When we use “fat” as an insult, we completely disregard the scientific truth: someone’s weight is a result of many complex factors, the majority of which are out of a person’s control. We do not always know what’s going on in someone’s life, so what gives us the right to pass judgment on others for their weight?

The word fat carries negative connotations, which come with deeper consequences, like internal bias. Firstly, this can manifest itself in fatphobia, the “pathological fear of fatness.” Externally, fatphobia manifests in insults and derogatory uses of words like “fat” along with an extreme phobia of becoming overweight. Internally, it can be as small as an automatic assumption that someone who is overweight cannot be fit, which also happens to be scientifically inaccurate.

A second consequence of fatphobia and diet culture can be mental disorders such as body dysmorphic disorder (BDD), more commonly recognized as body dysmorphia. With more than 200,000 yearly cases in the U.S., body dysmorphia is incredibly common and occurs when someone obsesses over a perceived flaw in their appearance. Derogatory uses of words like “fat” can worsen and sometimes even cause conditions such as these.

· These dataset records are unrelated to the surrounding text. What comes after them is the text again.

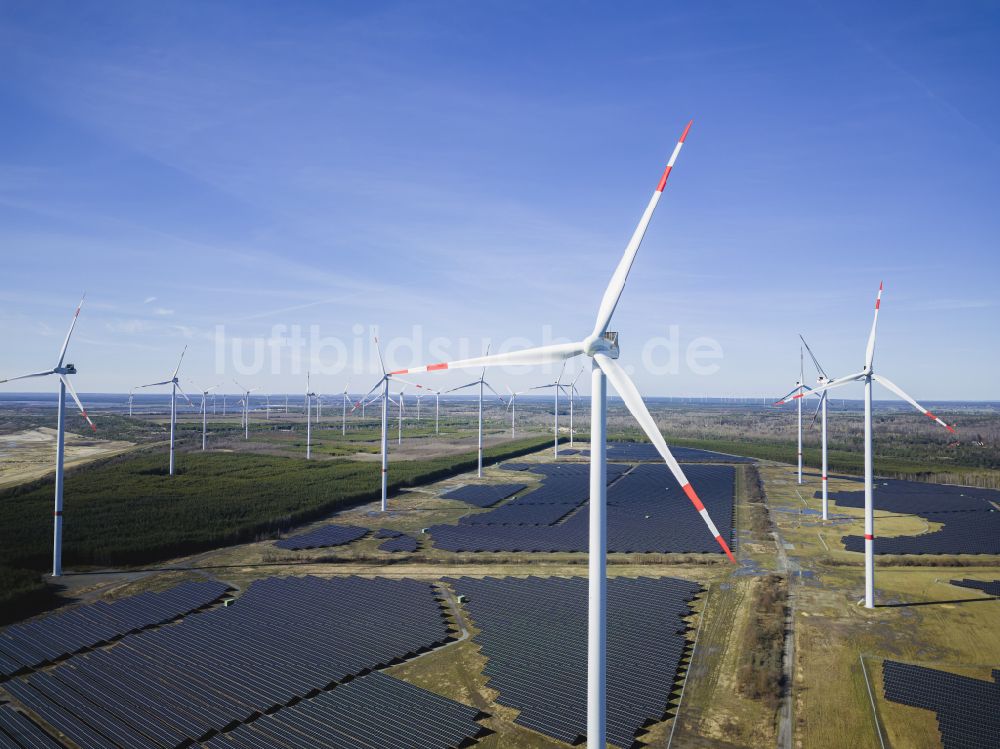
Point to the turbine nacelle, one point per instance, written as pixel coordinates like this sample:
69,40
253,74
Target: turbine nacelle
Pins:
606,343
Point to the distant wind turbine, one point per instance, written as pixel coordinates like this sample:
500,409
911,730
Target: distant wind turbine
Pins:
867,376
61,369
175,387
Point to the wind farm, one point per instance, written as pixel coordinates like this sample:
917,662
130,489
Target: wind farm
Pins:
591,472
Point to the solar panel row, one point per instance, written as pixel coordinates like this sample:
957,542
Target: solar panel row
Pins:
647,512
918,498
533,631
34,643
18,731
991,587
372,711
283,639
968,710
484,495
328,535
636,451
400,543
963,533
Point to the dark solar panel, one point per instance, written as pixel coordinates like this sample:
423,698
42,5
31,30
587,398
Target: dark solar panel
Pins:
963,533
34,643
647,512
644,451
533,632
990,588
18,731
918,498
483,495
376,710
400,543
283,639
968,710
328,535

When we fat-shame and perpetuate weight stigmatization, we can harm people’s mental health and encourage them to damage their physical health, which can lead to eating disorders such as anorexia. As many as 43% of people with anorexia reported suicidal ideation, and as many as 20% attempted suicide.

This is no longer a funny joke. This is real people’s lives. We might think it’s alright to jokingly use the word “fat” with our friends, but it’s impossible to know how someone truly feels. And, even if your friends do not get harmed by the word, those overhearing may be injured.

The word “fat” is not to be removed entirely from our vocabulary, it’s just to be reevaluated. It’s not a bad word and shouldn’t be used as such. Using it negatively simply reinforces the harsh culture of judgment we live in and can contribute to catastrophic consequences for others.

We don’t know what is going on in others’ minds. Dysmorphia can be silent. Eating disorders can be silent; the effects of diet culture and our participation in it are not always abundantly clear.

Calling your friend “fat” as they take a bite of their favorite muffin may just trigger a response within them. Don’t be the reason they are scared to take another bite.